Too Young to Drive? Lowrider Bikes Are the Way to Go

Patrick Nieto has no problem with his father, Robert, when he wants to keep his bike in the living room. Nor is there any argument if Patrick wants to clean and polish the bike's chrome accessories near the family TV. In the Nieto family this is devotion to the cultural phenomenon of the lowrider bike, a spinoff from lowrider cars in the Hispanic community. Patrick's bike, with an Aztec warrior theme, is a joint venture with his father. With Patrick's work, and his father's money, the bike is worth $3,000. "I told him if he passed his spelling and math test every Friday in school, he could build the bike," says Mr. Nieto. Patrick is now an A student in the third grade, and the bike that he and his father built has been proclaimed a winner in five shows.

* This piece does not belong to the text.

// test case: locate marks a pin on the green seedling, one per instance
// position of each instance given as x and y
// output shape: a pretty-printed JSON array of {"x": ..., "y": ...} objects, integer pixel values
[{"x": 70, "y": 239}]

"I cleaned and polished it for a week before this show," says Patrick, standing next to the bike in a parking lot where lowrider bikes are on display near lowrider cars. The bike, basically a 1970s Schwinn with a jaw-dropping number of chrome accessories, features a hand-painted Aztec warrior on the old 20-inch long, banana-style seat popular in the 1970s. Classic Schwinn Sting-Rays are now popular lowrider bikes across the US. The front suspension system of Patrick's bike has been raked forward, giving it the lowrider look. He can steer it in two ways: handlebars (with four rear-view mirrors) or a small twisted steel steering wheel jutting out of the neck of the bike.

Attached to the rear fender, and braced to the frame, is a spare wheel with a swirling hubcap, styled somewhere between art deco and Ben Hur. The tires are spotless whitewall, and each wheel has double the number of spokes, all gleaming chrome. Nieto, a retired policeman, says, "Patrick selected everything on the bike and then we put it together over a year's time." Maribel Alvarez, who curated a recent exhibition of lowrider bikes at the San Jose Center for Latino Arts in California, says the interest in lowrider bikes among Hispanic kids grew out of watching older brothers and fathers working on lowrider cars.

Because the bikes are usually constructed within a family context, she calls them "an intrinsically social phenomenon with a brother, dad, or friend usually there." While basically a male arena, some Hispanic girls also have lowrider bikes.